RMS Titanic, meaning exceptional strength and power, epitomised the hubris of British early 20th Century imperialism. When Captain Edward Smith spoke of his uneventful forty-year career, he went on to say he had never experienced a shipwreck and that he had only ever seen one vessel in distress. Before setting sail on the Titanic’s maiden voyage, he claimed that the improvements in technology witnessed since he started his career onboard commercial sailing ships in the 1870s meant that he could “not imagine any vital disaster happening to this vessel. Modern shipbuilding has gone beyond that.” The Captain’s attitude represented the groupthink and recency bias of The White Star Line (his ship’s owner) and the wider pre-Great War British Establishment.

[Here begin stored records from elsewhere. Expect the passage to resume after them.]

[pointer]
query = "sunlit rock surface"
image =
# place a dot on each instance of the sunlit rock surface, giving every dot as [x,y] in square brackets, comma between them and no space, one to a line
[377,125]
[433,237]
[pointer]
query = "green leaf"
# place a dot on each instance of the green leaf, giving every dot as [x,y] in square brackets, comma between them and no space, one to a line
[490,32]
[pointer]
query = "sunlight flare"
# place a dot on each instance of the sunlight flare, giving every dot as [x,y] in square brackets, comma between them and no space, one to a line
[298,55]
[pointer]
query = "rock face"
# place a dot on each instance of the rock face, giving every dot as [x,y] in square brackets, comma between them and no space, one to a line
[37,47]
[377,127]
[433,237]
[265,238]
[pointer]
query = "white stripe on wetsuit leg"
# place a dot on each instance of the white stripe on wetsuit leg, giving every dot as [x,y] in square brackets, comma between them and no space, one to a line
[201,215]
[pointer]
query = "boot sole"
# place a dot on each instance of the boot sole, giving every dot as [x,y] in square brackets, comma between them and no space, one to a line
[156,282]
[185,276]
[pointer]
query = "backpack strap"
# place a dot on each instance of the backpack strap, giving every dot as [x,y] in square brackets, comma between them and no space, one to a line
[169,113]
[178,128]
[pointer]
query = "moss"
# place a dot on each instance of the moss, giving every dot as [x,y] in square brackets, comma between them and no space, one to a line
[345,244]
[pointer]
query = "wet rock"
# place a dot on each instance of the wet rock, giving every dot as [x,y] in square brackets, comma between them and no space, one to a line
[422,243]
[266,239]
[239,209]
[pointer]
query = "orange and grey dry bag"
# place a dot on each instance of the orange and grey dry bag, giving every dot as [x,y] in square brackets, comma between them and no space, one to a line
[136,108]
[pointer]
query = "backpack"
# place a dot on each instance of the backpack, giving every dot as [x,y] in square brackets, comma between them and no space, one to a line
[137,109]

Britain’s mortgage-holding homeowners were made painfully aware of a current example of groupthink and recency bias failure last week. While this event will involve fewer deaths than the sinking of the Titanic, its reach will be felt by millions. The Bank of England raised its policy rate by a further 50 bps, and mortgage rates pushed through 6%. The financial burden placed upon younger indebted homeowners will result in stress and hardship. All of which was avoidable if we had monetary policymakers with open minds and longer memories.
The sinking of the RMS Titanic on April 15th1912 resulted in an inquiry which began just 17 days later on May 2nd. The inquiry questioned White Star Line officials, government officials, surviving passengers and crew, rescuers, and shipping unions. One hundred witnesses testified, answering 25 000 questions. The final report was published on July 30th1912, less than 100 days after the tragedy. The recommendations from the report covered four areas: the provision and inspection of sufficient lifeboats, 24-hour radio watch and mandatory use of distress rockets, international ice flow patrols, and ship design changes, including the extension of double hulls.
Andrew Bailey and his team of Monetary Policy Committee experts are all drawn from the professional sub-discipline of Keynesian economics. The UK macroeconomic model derived for their policy setting meetings is mono-theoretical based on the Keynesian determinants of aggregate demand. It represents groupthink of titanic proportions. The existence of central bank groupthink is all the more surprising given that it was the Monetarist Milton Friedman who rose to prominence after the last period of elevated inflation, stating that inflation is everywhere a monetary phenomenon.
Furthermore, as the MPC members gather to make their impactful monthly decisions, they, like about 85% of the UK population, have no adult memories of anything other than benign inflation and long periods of uneventful interest rate policy. (There are several factors why inflation and interest rates have been so benign over recent decades, none of which are due to the impact of Keynesian macroeconomic policy). We all suffer from recency bias. But our financial overlords, who correctly implore investors that past performance is no guide to the future, are just like the rest of us, and ignore its profound implications.
Fail & Learn
The reality, so alien to safety-first policymakers, is that failing fast and learning is the quickest route to success. (See SpaceX versus NASA for details). Despite being avoidable, there are important lessons to be learnt from the failure of the Bank of England UK’s interest rate policy. However, the fear must be that, like the UK’s glacially paced COVID inquiry, the learnings are some years away.